Bernd, die Kamera auf dem Foto sieht täuschend echt aus. Wie hast du das angestellt?

Bernados

Wer glaubt, Fotografie bestünde heutzutage nur mehr aus Getrickse mit Photoshop oder irgendwelchen Bildkompositionen, hat sich getäuscht: Für die Aufnahme „Taucher inspiziert Kamerabody“ ließ ich im Studio eine echte, jedoch defekte Spiegelreflexkamera in ein Wasserbassin ein – lediglich die restlichen Elemente montierte ich im Nachhinein ins Bild.

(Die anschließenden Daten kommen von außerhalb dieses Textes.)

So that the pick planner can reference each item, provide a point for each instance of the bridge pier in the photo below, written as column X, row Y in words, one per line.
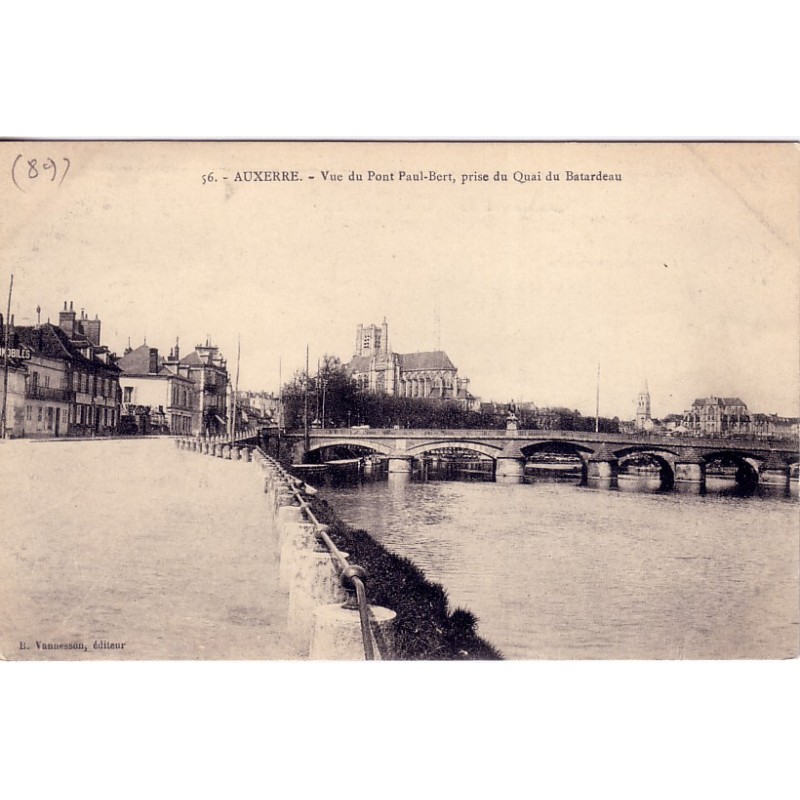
column 400, row 469
column 690, row 475
column 509, row 469
column 774, row 475
column 602, row 469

Als ich Stunden später die Typenbezeichnung und das Logo des Kameraherstellers wegretuschieren wollte, stellte ich zu meinem Entsetzen fest, dass ich die Kamerabodies vertauscht hatte. Anstatt das defekte Gerät ins Wasserbad zu legen, hatte ich aus reiner Unkonzentriertheit meine niegelnagelneue Spiegelreflexkamera auf Tauchgang geschickt! Da der Set-Aufbau immer noch stand, hatte das Wasser nun auch genügend Zeit gehabt, selbst in die kleinste Ritze meines Gerätes einzudringen.
Zum Glück wurde immerhin das Foto von Westend61 angenommen, sonst hätte ich mich wohl nie mehr beruhigt. Bisher hat das Bild allerdings nicht die entstandene Schadenssumme eingespielt – aber die Hoffnung stirbt ja bekanntlich zuletzt.